I have a function that processes secondary structure data using awk and appends the result to a final output file. Even though I am using --line-buffer with GNU Parallel, I still occasionally get lines like the following in my output file:
4 GLN A 447 C 1 GLN A 1 T
Or sometimes:
4 GLN A 447
Multiple processes seem to be writing to the file simultaneously, causing lines to be merged or cut off. Here's the relevant part of my code:
calculate_secondary_structure() {
frame_counter=$1
# process only chain A, as it is polyQ
${stride_path}/stride ${pdbs_dir}/pdb_for_cluster${frame_counter}.pdb -ca -fsecondary_structure${frame_counter}.txt
rm ${pdbs_dir}/pdb_for_cluster${frame_counter}.pdb
awk -v frame_counter="$frame_counter" '
BEGIN { OFS=" " } # 10 spaces as a separator
/^ASG/ {
residue_name = substr($0, 6, 3)
chain_name = substr($0, 10, 1)
residue_number = substr($0, 17, 4)
ss_code = substr($0, 25, 1)
# Print the frame number followed by the extracted fields with 10 spaces between them
printf "%-10s %-10s %-10s %-10s %-10s\n", frame_counter, residue_name, chain_name, residue_number, ss_code
}' "secondary_structure${frame_counter}.txt" >> ${final_output_file} # Append directly to the final file
rm secondary_structure${frame_counter}.txt
}
export -f calculate_secondary_structure
seq 1 ${number_of_frames} | parallel --bar --line-buffer --block 1k --round-robin -j192 calculate_secondary_structure {}
Parallel-version:
GNU parallel 20240822
The problem is that you do not let GNU Parallel serialize the output, but you append directly to the $final_output_file
behind GNU Parallel's back.
So you probably want:
calculate_secondary_structure() {
frame_counter=$1
# process only chain A, as it is polyQ
${stride_path}/stride ${pdbs_dir}/pdb_for_cluster${frame_counter}.pdb -ca -fsecondary_structure${frame_counter}.txt
rm ${pdbs_dir}/pdb_for_cluster${frame_counter}.pdb
awk -v frame_counter="$frame_counter" '
BEGIN { OFS=" " } # 10 spaces as a separator
/^ASG/ {
residue_name = substr($0, 6, 3)
chain_name = substr($0, 10, 1)
residue_number = substr($0, 17, 4)
ss_code = substr($0, 25, 1)
# Print the frame number followed by the extracted fields with 10 spaces between them
printf "%-10s %-10s %-10s %-10s %-10s\n", frame_counter, residue_name, chain_name, residue_number, ss_code
}' "secondary_structure${frame_counter}.txt"

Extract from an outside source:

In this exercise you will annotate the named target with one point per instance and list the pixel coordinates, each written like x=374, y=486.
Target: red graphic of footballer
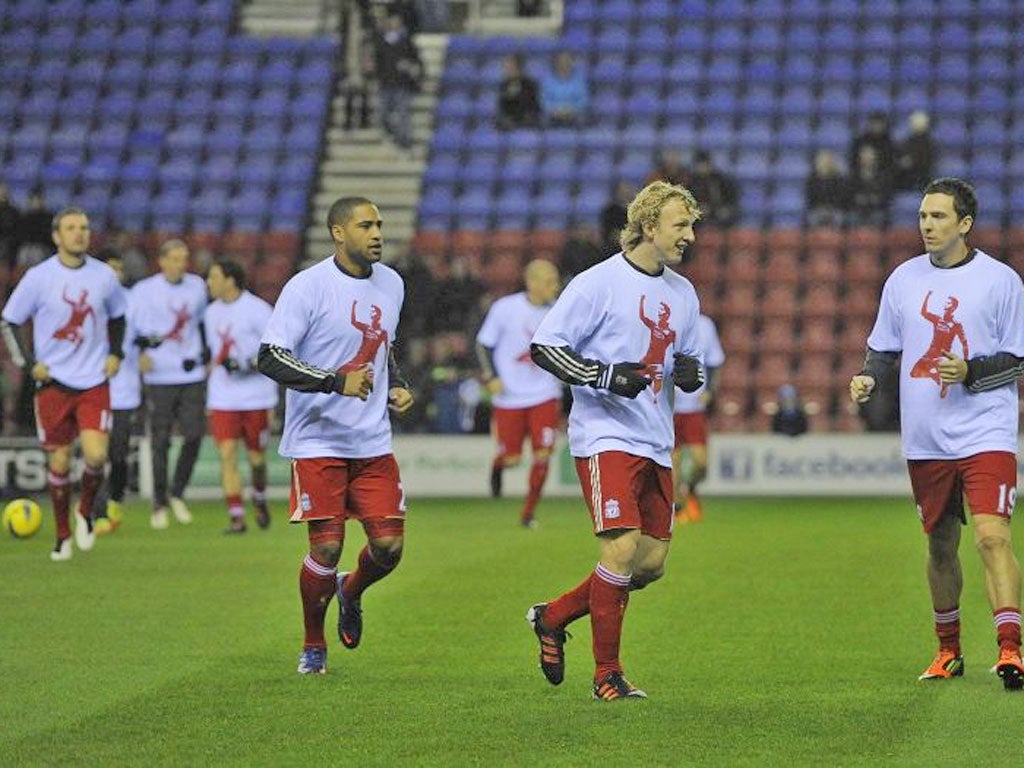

rm secondary_structure${frame_counter}.txt
}
export -f calculate_secondary_structure
seq 1 ${number_of_frames} |
parallel --bar --line-buffer -j192 calculate_secondary_structure {} >> ${final_output_file}
(--block 1k --round-robin
only make sense if you use --pipe
/--pipepart
. They do nothing otherwise. Also consider using -j100%
(or simply leave it out - as that is default) if you are running on a 192 core server. This way you do not need to change 192 when you get your new 512 core server).